Pemerintah Gagal Rekonsiliasikan Poso
Selama ini sebagian masyarakat melihat kekerasan Poso sebagai manifestasi konflik etno-religi. Kekerasan yang berlangsung hampir enam tahun telah menanamkan saling curiga antaranggota masyarakat dengan latar belakang etnik dan agama berbeda. Bagaimana pun, merujuk identitas korban, masyarakat lalu memercayainya sebagai konflik etno-religi.Kegagalan pemerintah
Berlarut-larutnya kekerasan di Poso bersumber dari kegagalan pemerintah. Pertama, kegagalan memberi perlindungan keamanan kepada warga, terutama ditandai membiarkan pertumbuhan kelompok-kelompok bersenjata non-negara (non-state armed groups) di Poso. Kelompok-kelompok ini terlatih dan tergorganisir menggunakan kekerasan bersenjata sebagai metode. Ironisnya, pemerintah sama sekali tidak memiliki kebijakan keamanan tentang kelompok ini sehingga menyuburkan pertumbuhannya.
Kegagalan pemerintahn juga terlihat dari luasnya penyebaran gelap senjata api dan amunisi di daerah ini. Sama sekali tidak ada usaha untuk memangkas sumber pasokan senjata api dan amunisi. Juga tidak mencegah penyalahgunaan senjata oleh aktor non-negara. Diketahui, berbagai jenis senjata serbu (assault rifles) seperti M-16, AK-47, SS-1, dan berbagai senjata laras pendek, serta amunisi buatan PT Pindad menyebar di daerah ini.
Padahal, enam tahun terakhir pengiriman pasukan keamanan ke Poso meningkat tajam. Ditandai berulang-ulangnya pengerahan pasukan non-organik TNI dan Polri, penempatan pasukan organik baru (TNI AD dan Brimob), hingga pemekaran dan rencana pemekaran komando teritorial (TNI AD) dan institusi setingkat untuk Polri (Kepolisian Resor) yang baru. Artinya, sama sekali tidak ada korelasi antara pengerahan pasukan dan peredaan kekerasan.

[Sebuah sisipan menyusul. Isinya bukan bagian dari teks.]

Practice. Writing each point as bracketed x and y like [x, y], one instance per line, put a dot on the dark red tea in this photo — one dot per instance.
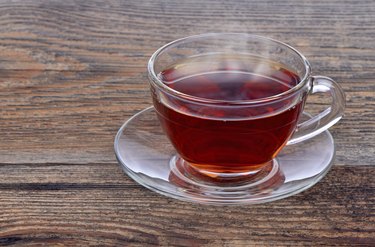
[210, 137]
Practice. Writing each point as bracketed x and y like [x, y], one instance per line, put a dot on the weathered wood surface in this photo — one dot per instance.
[73, 71]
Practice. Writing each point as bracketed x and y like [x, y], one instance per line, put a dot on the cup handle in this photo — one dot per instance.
[326, 118]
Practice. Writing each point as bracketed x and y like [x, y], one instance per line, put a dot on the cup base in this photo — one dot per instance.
[148, 157]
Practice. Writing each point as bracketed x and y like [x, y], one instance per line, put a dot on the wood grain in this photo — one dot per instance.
[73, 71]
[96, 204]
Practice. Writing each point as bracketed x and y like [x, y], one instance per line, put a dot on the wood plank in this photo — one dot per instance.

Kedua, ketidakjelasan konsep tentang rekonsiliasi. Kecenderungan ini sudah mulai terlihat sejak inisiatif Pertemuan Malino Desember 2001. Dalam pertemuan itu, komunitas Islam dan Kristen menjadi obyek rekonsiliasi, sementara posisi pemerintah adalah mediator atau fasilitator. Artinya, kedua komunitas adalah pembuat masalah, dan pemerintah adalah pihak di luarnya. Ini jelas mendistorsi fakta tentang kekerasan Poso. Banyak bukti menunjukkan, eskalasi kekerasan sebenarnya terkait langsung dengan institusi negara. Pembiaran kekerasan oleh aparat keamanan, penyebaran senjata api dan amunisi, serta keterlibatan langsung sejumlah aparat keamanan dalam kekerasan membuktikan, kekerasan di sana tidak (sepenuhnya) bersumber dari masyarakat.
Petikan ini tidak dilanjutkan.